I'm wondering if a material's magnetic susceptibility or magnetic permeability would have an effect on the speed a magnetic field would propagate through it. I know it won't speed it up but I'm wondering if it could slow it down.
Think of a very long iron cylinder with an electromagnet on one end. It is quickly turned on and off once to send a magnetic pulse. Would this magnetic pulse travel slower than the speed of light?
I think it'd be similar to how light slows down in different materials.
Yes the magnetic properties will have an effect on the speed of the spread, and the phenomenon IS part of the description of how light slows down in materials. However, to see this phenomenon in this way means that we must use electromagnetic radiation of much lower frequency than visible light, because generally magnetic dipoles, owing to their relative size, react to electromagnetic fields much more slowly than electrons, hence almost always the effect is negligible at light frequencies. We also have the problem that most significantly magnetic materials are highly absorbing at visible light frequencies.

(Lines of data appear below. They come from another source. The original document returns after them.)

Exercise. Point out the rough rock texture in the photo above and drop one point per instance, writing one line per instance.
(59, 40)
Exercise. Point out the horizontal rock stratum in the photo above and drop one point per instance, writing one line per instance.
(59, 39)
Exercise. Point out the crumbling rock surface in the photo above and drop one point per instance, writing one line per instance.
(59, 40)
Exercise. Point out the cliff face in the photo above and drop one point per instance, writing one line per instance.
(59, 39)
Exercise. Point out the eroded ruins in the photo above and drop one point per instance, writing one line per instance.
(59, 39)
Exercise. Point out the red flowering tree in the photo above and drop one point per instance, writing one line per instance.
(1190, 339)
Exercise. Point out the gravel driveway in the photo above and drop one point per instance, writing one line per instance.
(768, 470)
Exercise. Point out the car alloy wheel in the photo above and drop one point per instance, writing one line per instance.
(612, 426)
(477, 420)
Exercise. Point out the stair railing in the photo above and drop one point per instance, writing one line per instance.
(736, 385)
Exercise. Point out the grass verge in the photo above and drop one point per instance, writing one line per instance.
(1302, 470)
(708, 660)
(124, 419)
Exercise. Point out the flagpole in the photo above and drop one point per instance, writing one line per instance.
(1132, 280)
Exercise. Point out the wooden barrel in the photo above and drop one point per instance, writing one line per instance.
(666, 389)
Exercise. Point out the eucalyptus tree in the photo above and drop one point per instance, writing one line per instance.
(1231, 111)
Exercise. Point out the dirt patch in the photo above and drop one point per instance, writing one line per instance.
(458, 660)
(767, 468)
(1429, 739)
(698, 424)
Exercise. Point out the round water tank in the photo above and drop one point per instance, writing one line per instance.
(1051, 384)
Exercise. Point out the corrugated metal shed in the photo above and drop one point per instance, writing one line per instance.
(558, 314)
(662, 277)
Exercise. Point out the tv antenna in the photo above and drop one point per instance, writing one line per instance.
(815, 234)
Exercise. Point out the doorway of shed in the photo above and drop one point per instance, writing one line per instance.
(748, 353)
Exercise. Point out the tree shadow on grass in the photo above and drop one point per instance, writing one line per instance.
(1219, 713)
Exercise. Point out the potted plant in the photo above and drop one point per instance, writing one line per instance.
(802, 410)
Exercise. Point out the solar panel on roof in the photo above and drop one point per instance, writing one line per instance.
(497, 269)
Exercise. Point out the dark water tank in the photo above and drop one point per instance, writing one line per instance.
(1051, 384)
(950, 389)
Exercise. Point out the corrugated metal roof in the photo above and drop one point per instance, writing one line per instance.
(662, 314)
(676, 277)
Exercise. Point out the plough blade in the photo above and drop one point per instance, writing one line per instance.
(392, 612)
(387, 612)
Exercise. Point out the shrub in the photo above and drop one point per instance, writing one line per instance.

If we define the refractive index $n$ of a material to be the ratio of the freespace speed to in-material speed of light, if the material is linear and if the electromagnetic radiation is of the approriate frequency (as discussed above) then it follows directly from Maxwell's equations that:
$$n = \sqrt{\epsilon_r\,\mu_r}$$
where $\epsilon_r\,\mu_r$ are the material's relative electric and magnetic constant, respectively.
Magnetic effects are often highly nonlinear, which means the phenomenon is almost always much more complicated than discussed above. But the idea is the same: magnetic effects propagate through materials at lower than the vacuum lightspeed owing to the sloth of dipoles' reaction to the magnetic field.
If the material is working in the linear regime and loss is not significant, the effective refractive index is as I've given it above. However, with most magnetic materials, the conductivity is significant and you would need to use the general expression for the propagation constant from Maxwell's equations which is:
$$\gamma=\sqrt{i\,\omega\,\mu\,(\sigma + i\,\omega\,\epsilon)}$$
then the group velocity is $\mathrm{Re}(-i\,\frac{\mathrm{d}\gamma}{\mathrm{d}\omega})$.